Deep End est un film qui a abandonné la
structure du langage : Skolimowski arrive au Royaume-Uni sans parler un
mot d’anglais, il bricolera ce premier long-métrage britannique avec un budget
anémique et des acteurs presque amateurs, dans le décor lugubre et hypnotique d’une
piscine allemande. Des contraintes, de communication et de moyens, qui l’obligeront
à imaginer un autre cinéma, libéré, autonome, sans discipline et sans carcan.
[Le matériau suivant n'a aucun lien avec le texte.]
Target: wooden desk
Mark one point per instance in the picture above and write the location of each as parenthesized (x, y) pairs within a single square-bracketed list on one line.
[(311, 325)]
Impossible de ne pas y voir, en 1971 et à Londres, un discours involontaire
(alors qu’il est pourtant parfaitement conscient et contrôlé) sur la libération
morale et sexuelle. En tête d’affiche d’ailleurs, Jane Asher, symbole d’une
décennie d’illusions, compagne puis muse de Paul McCartney au début de l’ère
Beatles, femme fatale façon 60s devenue chez Skolimowski le rêve érotique d’un
jeune ado en rut.
Deep End est pourtant paradoxalement le
récit de la fin d’un rêve, de la fin d’un idéal. La simple perte d’un bijou
donne aux agitations fiévreuses un ancrage éruptif dans le réel : c’est la
fin des regards, le début des paroles. Comme pour sonner le glas de la liberté,
ses conséquences aléatoires, destructrices, viennent dévorer les utopies :
ne reste que la possibilité de les assumer, ou alors de les abandonner. De ce
chaos, on remarque alors les aspérités ; les masques idéologiques camouflent
à peine la réalité des actes. On vient nous prodiguer la révolution sexuelle
pour aller, en catimini, vendre son propre corps au plus offrant :
celui-ci devient une valeur marchande ; il prend nature matérielle, c’est-à-dire
le seul véritable fantasme du capital. Capital que l’on tentait de fuir. Contre
un diamant, tout est possible.
Deep End n’est pas tout à fait un
huis-clos, mais son décor pivot y est transcendantal : c’est lui dicte le ton du film de Skolimowski, c’est
lui qui lui donne sa couleur, qui rythme ses déplacements. Film improvisé
implique forcément un assujettissement à l’espace, et il n’est donc pas
surprenant que Deep End (jusqu’à son
titre), soit né d’une volonté d’occuper avec précision ses possibilités de
mouvement – pour suivre, fuir, observer, échanger. Cette piscine, objet colorimétrique
évident (vert décrépi, rouge nouveau, jaune baveux, bleu profond) devient
également une projection : celle d’une relation, cette drague tendant vers
une sorte d’harcèlement ni consenti ni rejeté, dont l’ambiguïté trouve solution
dans cette impressionnante séquence finale, comme un ultime revirement animal
de cette inversion des rôles que Skolimowski tendait à explorer pendant toute
la durée de son film (puceau effarouché face à la belle inaccessible).
La
muse se mue en sirène, les bains en monde parallèle. Deep End se rythme en effusions fantastiques, faite d’êtres
quasi-mythologiques, évoquant l’univers du conte (ce professeur semblable à un
ogre, cette femme obèse qui rappelle Lamia). Le récit initiatique prend alors
des airs d’Odyssée acidulée, transposant les récits homériques dans des bains
anglais croupissant. Il ne faut pourtant surtout pas mettre de côté sa générosité
adolescente ; car Deep End,
derrière son désenchantement mortifère, c’est aussi l’un des plus grands teen movie, un American Pie dégénéré où l’acte sexuel n’est pas la libération
escompté, mais un ultime saut dans la violence du monde des adultes. Un saut
soudain, attendu et inattendu, glaçant et sublime.